The anecdote recounted in Unspooled, what’s believed to be the germ of the movie, is that one night Billy Wilder was eating at some posh Hollywood restaurant and he saw an old man at the bar getting drunker and drunker, he was alone and clearly depressed, and everybody was regarding him like he was gross, embarrassing. Wilder thinks he recognizes the guy. Nudges a friend. “Who’s that guy at the bar?” His friend looks over. “The drunk? Nobody.”

I’m getting longwinded here.
The reason I’m so excited and verbose about the movie is I guess a feeling, while watching it, of being int he presence not only of greatness, watching a legit masterpiece, but of encountering a fully-realized artistic voice (Wilder’s) that speaks to me personally. The last movie on the List to really disappoint me (before Rio Grande) was Orpheus — but it was interesting! I enjoyed re-considering it afterward. The List has been a great time, the last few movies have all been decidedly worthwhile.

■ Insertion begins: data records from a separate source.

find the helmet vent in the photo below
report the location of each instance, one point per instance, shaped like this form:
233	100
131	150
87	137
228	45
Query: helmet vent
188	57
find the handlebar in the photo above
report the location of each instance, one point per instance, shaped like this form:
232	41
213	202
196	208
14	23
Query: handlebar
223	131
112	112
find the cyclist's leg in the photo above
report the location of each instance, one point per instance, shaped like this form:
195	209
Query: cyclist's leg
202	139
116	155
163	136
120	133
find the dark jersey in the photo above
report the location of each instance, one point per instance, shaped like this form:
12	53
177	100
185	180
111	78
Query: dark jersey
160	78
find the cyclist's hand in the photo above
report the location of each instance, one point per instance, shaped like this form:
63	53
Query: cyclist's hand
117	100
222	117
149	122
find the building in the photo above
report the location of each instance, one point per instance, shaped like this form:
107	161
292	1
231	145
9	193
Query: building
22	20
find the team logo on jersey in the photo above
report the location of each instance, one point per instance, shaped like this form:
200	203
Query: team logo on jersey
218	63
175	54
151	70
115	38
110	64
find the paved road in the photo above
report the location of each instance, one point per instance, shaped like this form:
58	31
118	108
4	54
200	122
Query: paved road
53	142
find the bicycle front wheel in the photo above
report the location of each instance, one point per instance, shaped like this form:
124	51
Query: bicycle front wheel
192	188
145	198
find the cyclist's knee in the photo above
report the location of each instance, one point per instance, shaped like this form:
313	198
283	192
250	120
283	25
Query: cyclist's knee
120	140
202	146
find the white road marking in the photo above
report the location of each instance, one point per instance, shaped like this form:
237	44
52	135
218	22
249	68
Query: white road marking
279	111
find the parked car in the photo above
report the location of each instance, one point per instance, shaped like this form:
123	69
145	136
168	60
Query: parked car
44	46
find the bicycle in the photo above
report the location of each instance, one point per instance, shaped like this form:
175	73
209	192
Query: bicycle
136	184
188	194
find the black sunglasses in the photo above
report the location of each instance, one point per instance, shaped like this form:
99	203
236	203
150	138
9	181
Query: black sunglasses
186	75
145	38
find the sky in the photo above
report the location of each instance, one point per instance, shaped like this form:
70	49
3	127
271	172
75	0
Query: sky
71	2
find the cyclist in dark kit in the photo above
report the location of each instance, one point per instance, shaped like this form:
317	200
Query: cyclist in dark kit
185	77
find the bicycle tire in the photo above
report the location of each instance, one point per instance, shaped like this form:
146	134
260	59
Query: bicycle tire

But, looking back over The Reckless Moment and White Heat and Adam’s Rib and Winchester ’73, I’m noticing that I’ve enjoyed them all, they’ve all been exceptional, but none of them felt masterful. I’m not even sure what I mean by that, but the experience of watching Sunset Boulevard was just way more immersive than anything to hit the List in a while, and suggested the hand of a director who’s maybe got more control over his material than those others do. It’s more nuanced. There are inside jokes about the industry (like realizing that Von Stroheim’s butler character was once a great director) that are also tragic.
Ahdunno. It’s the kinda movie you can go on about forever. Therein lies it’s greatness, I guess.